The term “threat intelligence” is quite trendy right now. For many, threat intelligence is a term used to describe IOC feeds that are plugged into security infrastructure to identify suspicious or malicious activity.
For us, it describes a whole lot more. As a company, we’ve been actively gathering and assimilating threat intelligence for over 25 years. Many of us deal with threat intelligence on a daily basis. And it drives our everyday work.
As far as we’re concerned, threat intelligence refers to everything from the minute details gathered from reverse engineering a malware sample, to trends and patterns we see in data gathered by our systems, to the tactics used by attackers and defenders, and finally, to a mile-high view of the global threat landscape.
It’s more than just data, though. Good threat intelligence is about knowing what’s going on in the world, how attacks work, how malware works, what vulnerabilities exist, how vulnerabilities are being exploited, how criminal gangs operate, what tools hackers are using, and how hackers breach companies.
Here at F-secure, we gather threat intelligence using a number of different techniques.
Data analysis provides us with technical threat intelligence that we use to drive day-to-day activities. Our back ends process hundreds of gigabytes of data on a daily basis. This data arrives in the form of samples, URLs, emails, IP addresses, file paths, and object hashes, to name just a few! We get data from honeypots, customer submissions, our Security Cloud, and from partner sample feeds such as those provided by Virus Total.
After a process of filtering, analysis, and metadata extraction, incoming data is passed through a series of rule engines, expert systems and data analytics, resulting in output that is used to determine trends in the global threat landscape, identify new and prevalent threats, improve our protection components and even (attempt to) forecast the future.
F-Secure has an entire consulting arm dedicated to helping other companies with threat assessment, incident response, penetration testing, compliance auditing, and improving security culture. They’re called CSS which stands for Cyber Security Services.
These guys are frequently tasked with breaking into companies (with full consent, of course) in order to achieve a defined objective. Sometimes, these red-team exercises are run as “capture the flag” events. But not always. If you’ve ever seen the movie “Sneakers“, that’s what these guys do. And yes, sometimes they’re tasked with physically breaking into a business. Many of them walk around with lock pick sets in their kit.
Our Cyber Security Services teams provide us with threat intelligence on how hackers do their jobs, how they circumvent defenses, and how they stay hidden in networks. They get a lot of important information from their experiences investigating breaches and performing incident response activities. We apply their findings when building our own products, and also when we do forensic investigations and clean-up for other companies.

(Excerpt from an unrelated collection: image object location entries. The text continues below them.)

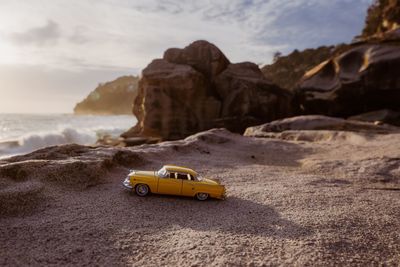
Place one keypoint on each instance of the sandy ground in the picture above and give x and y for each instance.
(327, 202)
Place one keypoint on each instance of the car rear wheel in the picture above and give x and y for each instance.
(201, 196)
(142, 190)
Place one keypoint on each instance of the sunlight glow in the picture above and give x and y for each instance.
(8, 53)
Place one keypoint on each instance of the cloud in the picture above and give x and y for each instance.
(40, 36)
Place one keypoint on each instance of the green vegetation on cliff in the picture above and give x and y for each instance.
(115, 97)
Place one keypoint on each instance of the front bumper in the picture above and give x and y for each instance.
(127, 184)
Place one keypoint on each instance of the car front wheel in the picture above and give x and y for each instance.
(201, 196)
(142, 190)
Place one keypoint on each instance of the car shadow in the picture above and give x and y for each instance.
(233, 215)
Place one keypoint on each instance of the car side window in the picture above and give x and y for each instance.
(182, 176)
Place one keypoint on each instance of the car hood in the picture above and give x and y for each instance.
(143, 173)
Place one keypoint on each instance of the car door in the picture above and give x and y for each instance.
(189, 186)
(170, 185)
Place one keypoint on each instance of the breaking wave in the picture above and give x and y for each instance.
(34, 141)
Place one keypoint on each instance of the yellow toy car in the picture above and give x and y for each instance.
(173, 180)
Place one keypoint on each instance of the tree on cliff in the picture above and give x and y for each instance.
(382, 15)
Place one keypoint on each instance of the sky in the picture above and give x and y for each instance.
(54, 52)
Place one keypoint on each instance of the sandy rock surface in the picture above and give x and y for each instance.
(363, 78)
(318, 202)
(196, 88)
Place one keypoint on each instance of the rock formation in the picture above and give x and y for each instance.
(113, 97)
(286, 71)
(362, 79)
(383, 16)
(196, 88)
(379, 116)
(318, 122)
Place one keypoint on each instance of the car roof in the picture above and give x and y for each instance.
(176, 168)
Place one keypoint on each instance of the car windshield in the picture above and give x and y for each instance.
(162, 172)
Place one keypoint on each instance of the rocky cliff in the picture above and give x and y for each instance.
(383, 16)
(286, 71)
(364, 78)
(197, 88)
(115, 97)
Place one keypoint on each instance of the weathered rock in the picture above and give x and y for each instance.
(173, 102)
(364, 78)
(383, 16)
(287, 71)
(113, 97)
(381, 116)
(195, 89)
(317, 122)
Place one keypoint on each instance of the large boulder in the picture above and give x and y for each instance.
(246, 94)
(362, 79)
(203, 56)
(317, 123)
(113, 97)
(196, 88)
(172, 102)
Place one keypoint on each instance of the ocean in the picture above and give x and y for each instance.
(24, 133)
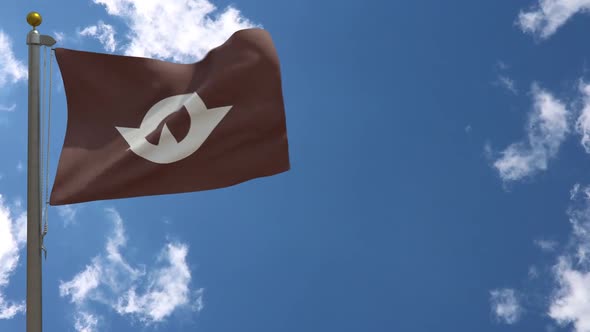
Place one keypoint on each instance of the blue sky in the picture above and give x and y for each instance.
(439, 181)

But it’s not just these activities that give us good threat intel. Since we’re a software house, we perform threat modeling exercises on our own components, and we do a fair amount of fuzz testing. And as part of these efforts, we have people dedicated to keeping track of the global vulnerability landscape.
On the research side, we have several fellows dedicated to reverse engineering malware and exploits from the wild. By digging into how these threats work, we gain detailed knowledge on infection vectors, anti-emulation tricks, stealth strategies, botnet communication protocols, and a whole lot more. By looking at new variants of the same families of malware, and by comparing similar families, we can see how these pieces of software are evolving over time and make predictions about tactics or features that might arise in the future.

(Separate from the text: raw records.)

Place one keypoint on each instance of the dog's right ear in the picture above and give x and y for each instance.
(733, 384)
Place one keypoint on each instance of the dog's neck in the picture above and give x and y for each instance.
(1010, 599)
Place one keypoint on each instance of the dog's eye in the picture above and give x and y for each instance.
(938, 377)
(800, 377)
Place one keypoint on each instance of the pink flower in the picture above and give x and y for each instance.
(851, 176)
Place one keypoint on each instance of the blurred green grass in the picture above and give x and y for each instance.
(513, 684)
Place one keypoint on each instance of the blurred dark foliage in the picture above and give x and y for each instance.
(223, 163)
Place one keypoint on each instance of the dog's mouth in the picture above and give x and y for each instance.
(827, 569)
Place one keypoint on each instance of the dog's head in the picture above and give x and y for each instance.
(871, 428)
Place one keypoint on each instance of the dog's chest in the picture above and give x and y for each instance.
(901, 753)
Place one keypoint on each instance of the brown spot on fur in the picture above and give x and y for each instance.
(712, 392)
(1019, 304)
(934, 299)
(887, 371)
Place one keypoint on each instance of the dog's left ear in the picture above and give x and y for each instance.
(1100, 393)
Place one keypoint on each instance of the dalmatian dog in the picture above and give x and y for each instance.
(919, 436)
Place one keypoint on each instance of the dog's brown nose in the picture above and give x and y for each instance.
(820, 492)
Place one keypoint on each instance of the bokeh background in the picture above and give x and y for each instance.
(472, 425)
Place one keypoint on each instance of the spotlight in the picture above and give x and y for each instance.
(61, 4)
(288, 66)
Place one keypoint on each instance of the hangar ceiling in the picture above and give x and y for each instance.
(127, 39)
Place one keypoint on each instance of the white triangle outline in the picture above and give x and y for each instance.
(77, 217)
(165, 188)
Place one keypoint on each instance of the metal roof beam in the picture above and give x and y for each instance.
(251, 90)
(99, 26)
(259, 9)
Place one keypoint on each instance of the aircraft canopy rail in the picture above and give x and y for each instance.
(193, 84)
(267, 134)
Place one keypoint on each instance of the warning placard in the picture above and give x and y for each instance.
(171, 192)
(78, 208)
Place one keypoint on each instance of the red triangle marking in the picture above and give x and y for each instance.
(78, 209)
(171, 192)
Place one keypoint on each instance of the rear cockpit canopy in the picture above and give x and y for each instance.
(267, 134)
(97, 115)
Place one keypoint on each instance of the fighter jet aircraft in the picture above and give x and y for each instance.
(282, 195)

Finally, a lot of us do industry research by searching, following threads and good old-fashioned reading. Keeping up-to-date with threat intelligence is a lot about keeping up with news, publications, conference presentations, research papers, and online discussions. Some of us (such as @Mikko) frequently receive tips from our friends, partners, and contacts in the industry.
We keep current on topics from across the entire information security spectrum. Examples can range from big-picture geopolitics to low-level kernel programming. Generally speaking, we have a lot of people keeping current on topics such as information security, security research, vulnerability analyses and disclosures, reverse engineering, hacking tutorials, and various “black hat” topics. Twitter is also our good friend.
With so many people involved in collecting threat intelligence, we get plenty of opportunities to educate the rest of our fellows. And that’s often the fun part. Who doesn’t enjoy seeing a “horror show” and/or hacking demonstration?
At the end of the day, we all get a great deal of satisfaction out of gathering threat intelligence, whether it’s learning about attacks, reversing some new malware, or writing better algorithms to correlate and pull data out of our systems. And I think that enthusiasm plays a big part in making things tick around here.